Work may be a four letter word, but so is life.

 

Just read a fantastic guest post by Sir David Garfinkle on John Carlton’s blog.

 

Sometimes we all need a good kick into ACTION

Sometimes we all need a good kick into ACTION

Given the big ole brains that read this blog and John Carlton’s,  my take may not be all that revelatory to you… but I truly believe this to be true and if it helps kick some of you into motion, then it’s well worth repeating (my clients and colleagues have surely heard me spout this before…)

 

Creating your own reality is scary business. Many entrepreneurs allow their head to float up into the clouds, dreaming of the possibilities, but they leave one foot firmly planted in “reality” – to be safe, grounded.

What we get out of life is what we most want at any given moment. Too often, what we most want is the security and safety of the familar.

Clinging to those external “safe harbors” is precisely what binds people and keeps them stuck in old patterns and relationships that have long since served their purpose. To keep moving forward, those patterns and habits have to replenished or completely replaced every so often with new, more immediately applicable resources.

To me, demanding the “unreasonable” from life is a remarkably permissive environment. But you’ve got to be receptive to opportunities when they present themselves – and they WILL.

You can declare your intention to reach a particular destination, but which route you take getting there is always a game-day call, isn’t it?

It’s not the big, bold promise of the future that magnetically pulls you toward your goal, it’s the baby steps along the way that get you there. All those little decisions, to do this or not do that, to ignore this person or to listen to another.

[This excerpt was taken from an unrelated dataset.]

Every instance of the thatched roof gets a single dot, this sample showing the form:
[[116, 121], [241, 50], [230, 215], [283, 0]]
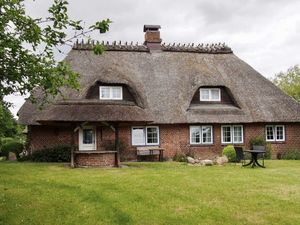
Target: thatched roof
[[164, 84]]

Choices present themselves a hundred times a day and with each one you make mindfully as a move toward your new reality, you strengthen your own congruence with it. With each decision, a whole series of events is set in motion that otherwise would never have entered your sphere of consciousness – because your mind would be elsewhere.

And all of that said, the most important part of the equation is WORK.

Musicians intrinsically understand the amount of practice it takes to become outstanding at their craft. Nobody forces them to sit in their bedroom for hours playing scales. The dream is the “big picture” but the “goal” in that moment is to nail the descending mixolydian triad that’s kicking your ass.

Work may be a four letter word, but so is life.

It takes work to succeed. It takes work to maintain success once you’ve achieved it, and even more work to continuing growing.

It also takes work to walk away from something that’s literally calling out to you to take action on – but you let fear and self-doubt sabotage it.

It takes work to procrastinate – actually MORE work than just doing whatever it is you keep putting off. Your mind is anxious because you know it’s not done.Your body is tense because your mind is anxious. Your concentration is limited because the little voice in the back of your head keeps pinging you about “that thing…”.

So, work is inevitable but it doesn’t have to be unpleasant! The fact that you aren’t enjoying what you’re working on is the tell-tale sign that you’re working on the wrong thing.

I used to have an sign hanging in my office that read:

“Luck is what happens when preparation and opportunity meet”.

Next to it was one that read:

“Whatever you can do, or think you can, begin it. Boldness has genius, power, and magic in it”.

Both of these were to remind me that hard work is never in vain. That hard work is never wasted. 

Hard work is what aligns you with never-ending opportunity.